Our owner's manual is in the TT at the dealers. My FIL broke the supports for the dining room table bed and the dealer said that he thinks the weight limit was 100 pounds. Thats crazy to me, especially when they say it can sleep 2. I guess they mean 2 small kids.









Jeni


----------



## huntr70 (Jul 8, 2005)

JimO said:


> Our owner's manual is in the TT at the dealers. My FIL broke the supports for the dining room table bed and the dealer said that he thinks the weight limit was 100 pounds. Thats crazy to me, especially when they say it can sleep 2. I guess they mean 2 small kids.
> 
> 
> 
> ...


Not sure if they are set up the same, but we had my In-laws stay on our dinette for a week and everything was fine.

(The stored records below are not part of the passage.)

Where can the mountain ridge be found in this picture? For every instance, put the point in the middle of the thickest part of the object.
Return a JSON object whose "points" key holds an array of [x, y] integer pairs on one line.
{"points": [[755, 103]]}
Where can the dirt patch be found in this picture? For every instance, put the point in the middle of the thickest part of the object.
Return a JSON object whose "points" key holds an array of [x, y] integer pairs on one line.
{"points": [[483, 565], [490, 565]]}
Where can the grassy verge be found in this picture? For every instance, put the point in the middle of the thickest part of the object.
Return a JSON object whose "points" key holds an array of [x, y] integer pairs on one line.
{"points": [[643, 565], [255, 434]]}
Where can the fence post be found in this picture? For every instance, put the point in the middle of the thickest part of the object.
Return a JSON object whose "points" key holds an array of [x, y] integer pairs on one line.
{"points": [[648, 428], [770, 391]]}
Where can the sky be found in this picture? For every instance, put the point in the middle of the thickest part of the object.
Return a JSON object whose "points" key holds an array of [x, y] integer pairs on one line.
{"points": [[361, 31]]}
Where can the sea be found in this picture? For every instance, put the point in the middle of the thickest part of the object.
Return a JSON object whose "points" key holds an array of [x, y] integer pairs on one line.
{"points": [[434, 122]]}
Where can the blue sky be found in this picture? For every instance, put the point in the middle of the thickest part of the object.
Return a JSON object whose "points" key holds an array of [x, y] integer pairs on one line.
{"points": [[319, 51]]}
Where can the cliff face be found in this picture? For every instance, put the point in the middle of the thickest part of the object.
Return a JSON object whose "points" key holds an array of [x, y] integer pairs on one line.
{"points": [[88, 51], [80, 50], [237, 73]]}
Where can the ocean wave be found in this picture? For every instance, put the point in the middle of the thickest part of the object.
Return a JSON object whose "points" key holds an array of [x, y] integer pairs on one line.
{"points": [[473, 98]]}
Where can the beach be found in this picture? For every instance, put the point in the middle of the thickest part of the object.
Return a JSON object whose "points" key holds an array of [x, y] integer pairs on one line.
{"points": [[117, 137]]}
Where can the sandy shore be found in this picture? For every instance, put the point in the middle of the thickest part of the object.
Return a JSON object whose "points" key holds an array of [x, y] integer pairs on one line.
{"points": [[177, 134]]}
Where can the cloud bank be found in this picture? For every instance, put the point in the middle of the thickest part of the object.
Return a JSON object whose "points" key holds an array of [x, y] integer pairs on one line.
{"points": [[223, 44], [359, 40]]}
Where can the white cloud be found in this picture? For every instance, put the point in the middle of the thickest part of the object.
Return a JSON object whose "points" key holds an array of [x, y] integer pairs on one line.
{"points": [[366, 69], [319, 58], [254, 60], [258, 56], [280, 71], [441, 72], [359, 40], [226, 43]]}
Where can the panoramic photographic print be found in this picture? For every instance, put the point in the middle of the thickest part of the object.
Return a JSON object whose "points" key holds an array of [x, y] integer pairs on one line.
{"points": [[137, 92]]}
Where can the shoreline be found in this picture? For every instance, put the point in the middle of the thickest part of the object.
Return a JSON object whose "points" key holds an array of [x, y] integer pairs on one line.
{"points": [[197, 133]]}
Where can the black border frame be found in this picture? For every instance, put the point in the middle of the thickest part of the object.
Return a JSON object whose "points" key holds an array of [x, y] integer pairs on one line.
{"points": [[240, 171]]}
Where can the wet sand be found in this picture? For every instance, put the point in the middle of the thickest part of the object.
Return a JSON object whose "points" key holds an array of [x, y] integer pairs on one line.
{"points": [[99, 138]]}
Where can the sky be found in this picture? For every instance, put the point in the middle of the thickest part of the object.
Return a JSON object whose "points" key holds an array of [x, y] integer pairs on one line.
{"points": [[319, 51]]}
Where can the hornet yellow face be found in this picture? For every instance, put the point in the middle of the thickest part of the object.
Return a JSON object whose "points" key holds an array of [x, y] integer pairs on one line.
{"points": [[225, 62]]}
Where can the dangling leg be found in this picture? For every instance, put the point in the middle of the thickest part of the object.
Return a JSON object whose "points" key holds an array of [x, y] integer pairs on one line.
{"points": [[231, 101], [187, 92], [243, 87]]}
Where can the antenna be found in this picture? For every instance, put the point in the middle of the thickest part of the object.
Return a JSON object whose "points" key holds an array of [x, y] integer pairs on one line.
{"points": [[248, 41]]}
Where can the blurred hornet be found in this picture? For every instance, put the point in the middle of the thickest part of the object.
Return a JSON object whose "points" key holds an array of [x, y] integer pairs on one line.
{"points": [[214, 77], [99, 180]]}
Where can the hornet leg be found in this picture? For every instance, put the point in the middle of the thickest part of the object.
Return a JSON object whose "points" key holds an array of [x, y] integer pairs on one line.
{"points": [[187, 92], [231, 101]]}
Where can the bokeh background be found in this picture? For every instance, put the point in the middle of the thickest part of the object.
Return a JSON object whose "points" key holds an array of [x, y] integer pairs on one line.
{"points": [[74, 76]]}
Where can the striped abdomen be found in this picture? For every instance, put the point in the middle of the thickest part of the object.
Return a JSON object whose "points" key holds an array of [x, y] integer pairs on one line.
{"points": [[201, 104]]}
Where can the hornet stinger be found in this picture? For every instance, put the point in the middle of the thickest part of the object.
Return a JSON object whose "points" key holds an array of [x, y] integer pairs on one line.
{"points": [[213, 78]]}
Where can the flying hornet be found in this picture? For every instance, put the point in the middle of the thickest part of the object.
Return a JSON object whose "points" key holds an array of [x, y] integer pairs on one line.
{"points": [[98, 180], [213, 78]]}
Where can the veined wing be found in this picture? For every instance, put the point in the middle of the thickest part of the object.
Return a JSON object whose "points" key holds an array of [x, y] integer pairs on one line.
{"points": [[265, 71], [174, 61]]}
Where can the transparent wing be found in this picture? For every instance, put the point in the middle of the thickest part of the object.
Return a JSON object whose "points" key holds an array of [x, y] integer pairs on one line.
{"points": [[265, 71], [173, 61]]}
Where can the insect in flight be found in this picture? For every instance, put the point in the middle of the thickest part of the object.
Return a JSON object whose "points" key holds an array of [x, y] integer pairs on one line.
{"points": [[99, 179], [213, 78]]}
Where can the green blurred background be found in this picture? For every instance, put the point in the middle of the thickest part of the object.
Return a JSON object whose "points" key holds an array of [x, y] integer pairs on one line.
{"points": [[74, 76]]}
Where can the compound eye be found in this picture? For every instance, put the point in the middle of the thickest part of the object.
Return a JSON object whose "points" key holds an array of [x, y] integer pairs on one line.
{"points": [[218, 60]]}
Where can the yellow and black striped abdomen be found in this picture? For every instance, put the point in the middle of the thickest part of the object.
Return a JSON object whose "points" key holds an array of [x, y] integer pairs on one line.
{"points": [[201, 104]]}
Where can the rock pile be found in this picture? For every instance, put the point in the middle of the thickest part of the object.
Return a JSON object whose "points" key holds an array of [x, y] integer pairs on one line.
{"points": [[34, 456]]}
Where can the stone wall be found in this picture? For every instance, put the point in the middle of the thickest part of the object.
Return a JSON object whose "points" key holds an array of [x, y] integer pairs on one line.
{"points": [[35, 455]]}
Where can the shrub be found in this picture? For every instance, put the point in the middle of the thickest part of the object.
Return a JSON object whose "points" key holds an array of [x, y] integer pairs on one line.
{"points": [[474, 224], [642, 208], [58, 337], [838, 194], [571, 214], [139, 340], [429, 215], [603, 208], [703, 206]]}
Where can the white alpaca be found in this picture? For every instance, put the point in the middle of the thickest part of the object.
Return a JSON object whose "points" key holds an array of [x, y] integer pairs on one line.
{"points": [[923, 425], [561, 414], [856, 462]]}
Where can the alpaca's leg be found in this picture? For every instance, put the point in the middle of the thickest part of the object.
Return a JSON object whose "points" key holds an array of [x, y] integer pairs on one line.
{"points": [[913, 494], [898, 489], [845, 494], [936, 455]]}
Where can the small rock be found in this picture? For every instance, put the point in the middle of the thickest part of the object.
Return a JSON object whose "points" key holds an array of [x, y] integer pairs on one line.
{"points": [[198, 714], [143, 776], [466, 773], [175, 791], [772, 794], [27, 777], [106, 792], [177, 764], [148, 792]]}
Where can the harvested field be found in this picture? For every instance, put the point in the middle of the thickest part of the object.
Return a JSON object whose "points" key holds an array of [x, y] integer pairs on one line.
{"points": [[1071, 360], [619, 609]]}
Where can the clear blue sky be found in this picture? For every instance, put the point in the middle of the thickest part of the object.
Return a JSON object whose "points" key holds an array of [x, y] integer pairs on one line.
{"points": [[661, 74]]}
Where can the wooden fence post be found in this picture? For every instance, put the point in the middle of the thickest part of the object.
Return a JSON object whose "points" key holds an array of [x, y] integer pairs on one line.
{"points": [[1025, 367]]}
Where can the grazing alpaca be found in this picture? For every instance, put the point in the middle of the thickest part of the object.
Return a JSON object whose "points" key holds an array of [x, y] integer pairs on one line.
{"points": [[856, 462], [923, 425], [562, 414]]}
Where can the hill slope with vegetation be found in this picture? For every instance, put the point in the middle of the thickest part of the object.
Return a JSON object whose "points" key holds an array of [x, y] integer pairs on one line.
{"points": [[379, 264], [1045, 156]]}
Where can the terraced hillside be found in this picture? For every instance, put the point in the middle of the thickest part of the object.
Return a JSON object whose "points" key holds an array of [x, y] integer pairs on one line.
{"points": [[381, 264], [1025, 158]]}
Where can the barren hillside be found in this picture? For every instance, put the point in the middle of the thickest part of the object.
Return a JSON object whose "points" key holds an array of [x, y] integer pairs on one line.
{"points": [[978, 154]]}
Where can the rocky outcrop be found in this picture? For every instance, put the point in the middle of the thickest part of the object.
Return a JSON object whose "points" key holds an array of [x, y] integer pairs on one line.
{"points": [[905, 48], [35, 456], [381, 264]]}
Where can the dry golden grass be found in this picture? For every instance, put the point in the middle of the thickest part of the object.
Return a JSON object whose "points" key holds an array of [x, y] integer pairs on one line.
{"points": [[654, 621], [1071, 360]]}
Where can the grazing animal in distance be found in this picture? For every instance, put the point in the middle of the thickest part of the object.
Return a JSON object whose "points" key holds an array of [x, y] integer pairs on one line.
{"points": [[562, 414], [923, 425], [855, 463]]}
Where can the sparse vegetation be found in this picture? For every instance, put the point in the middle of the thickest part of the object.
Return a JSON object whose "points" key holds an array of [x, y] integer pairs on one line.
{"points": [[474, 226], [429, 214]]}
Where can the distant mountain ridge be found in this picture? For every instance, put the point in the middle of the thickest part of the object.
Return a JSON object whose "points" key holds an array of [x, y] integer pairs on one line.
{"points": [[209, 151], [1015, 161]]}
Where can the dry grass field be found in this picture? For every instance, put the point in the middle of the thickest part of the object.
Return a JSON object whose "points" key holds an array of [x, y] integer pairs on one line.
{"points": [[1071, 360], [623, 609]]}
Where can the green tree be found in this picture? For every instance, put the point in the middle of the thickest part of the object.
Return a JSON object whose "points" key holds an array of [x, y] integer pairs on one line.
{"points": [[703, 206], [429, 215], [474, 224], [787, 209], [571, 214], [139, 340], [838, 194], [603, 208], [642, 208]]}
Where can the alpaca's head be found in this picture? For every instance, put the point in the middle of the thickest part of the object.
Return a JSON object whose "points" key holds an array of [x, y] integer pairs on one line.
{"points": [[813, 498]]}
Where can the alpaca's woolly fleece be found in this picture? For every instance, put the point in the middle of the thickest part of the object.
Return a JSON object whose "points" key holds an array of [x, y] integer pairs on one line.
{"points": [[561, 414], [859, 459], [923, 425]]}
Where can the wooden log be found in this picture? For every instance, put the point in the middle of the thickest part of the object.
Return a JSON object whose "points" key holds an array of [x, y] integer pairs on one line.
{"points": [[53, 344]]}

I would bet that the pieces that support the table when laid flat were loose to begin with, or others have found that they weren't installed correctly enough to support the table.

Steve


----------



## aantolik (Apr 8, 2005)

JimO said:


> Our owner's manual is in the TT at the dealers. My FIL broke the supports for the dining room table bed and the dealer said that he thinks the weight limit was 100 pounds. Thats crazy to me, especially when they say it can sleep 2. I guess they mean 2 small kids.
> 
> 
> 
> ...


I have a 2004 23 RS which I believe has the same table as in your's. I was over 300lbs







when I slept on it several nights. Can't see a 100lb limit.


----------



## Lady Di (Oct 28, 2005)

We don't have a 21, it's a 25, but the supposed boards on the fronts of the dinette were nothing but some kind of fibrous wood - glued, and in two short pieces. well, I was kneeling on one end of the table when one shattered. DH replaced those things with real wood. Works MUCH better. I ruined a pair of jeans in the process, but my leg was not too bad.


----------



## BlueWedge (Sep 11, 2005)

The manual is always available online Outback Owners Manual from Keystone.

I couldn't find the dinette weight limit in the manual. I would say that the dinnette should be over 300. I agree that the boards supporting the table are a bit shakey. I know the front bunks are 250. I have had someone that big on the dinette.


----------



## JimO (May 20, 2007)

Thanks guys, I'm still trying to find the weight limit. I was shocked that they tried to weasel out of fixing it based on the weight limit.


----------



## Paul and Amy (Jul 8, 2007)

Another thuoght on this is the possibility of additional support. I don't know if your dinette is held up by two posts like mine, but if it is I have considered carrying two short posts to elieviate some of the weight from the existing supports. I hope that this helps. Paul


----------



## skippershe (May 22, 2006)

Call Keystone and get their answer...(574) 535-2100

After they tell you the real weight limit, call your dealer back and tell them they are mistaken and that you need to make an appointment for a warranty repair


----------



## bridge bandit (Apr 29, 2006)

My wife works for a aluminum manufacturer and we are thinking about replacing the pieces of wood that hold up the table now with two pieces of aluminum that are thicker. Maybe she could also get made the two poles mentioned earlier (good idea).


----------



## JimO (May 20, 2007)

Now they say it might not be covered because it looks like we bounced on it. They also say its never a piece that breaks, so it must have been us. Obviously by the responses here, its not unheard of for it to break. They haven't talked to Keystone yet, but I'm ready to fight this one. My FIL was sicker then a dog trying to lay down and the whole thing broke. It took 2 adults to lift the poor guy up. Plus it was the first time we used it. Its always up as a table and not a bed.


----------



## Lady Di (Oct 28, 2005)

The (Wood?) they used on ours was some kind of composite stuff. Two layers, and two short pieces together lengthwise. This did NOT make a sturdy support!
I could have been Seriously injured when the thing broke, as a screw holding it from the inside of the dinette was exposed when the support broke. I was fortunate, as I had a 10 inch scratch from it, and a pair of jeans was ruined. The leg of the jeans was rpiipe wide open. The composite stuff shredded when it broke.

Orus BROKE! And I wasn't bouncing on it.

DH's fix was to use REAL wood, and he bolted the things on.

They won't break again.


----------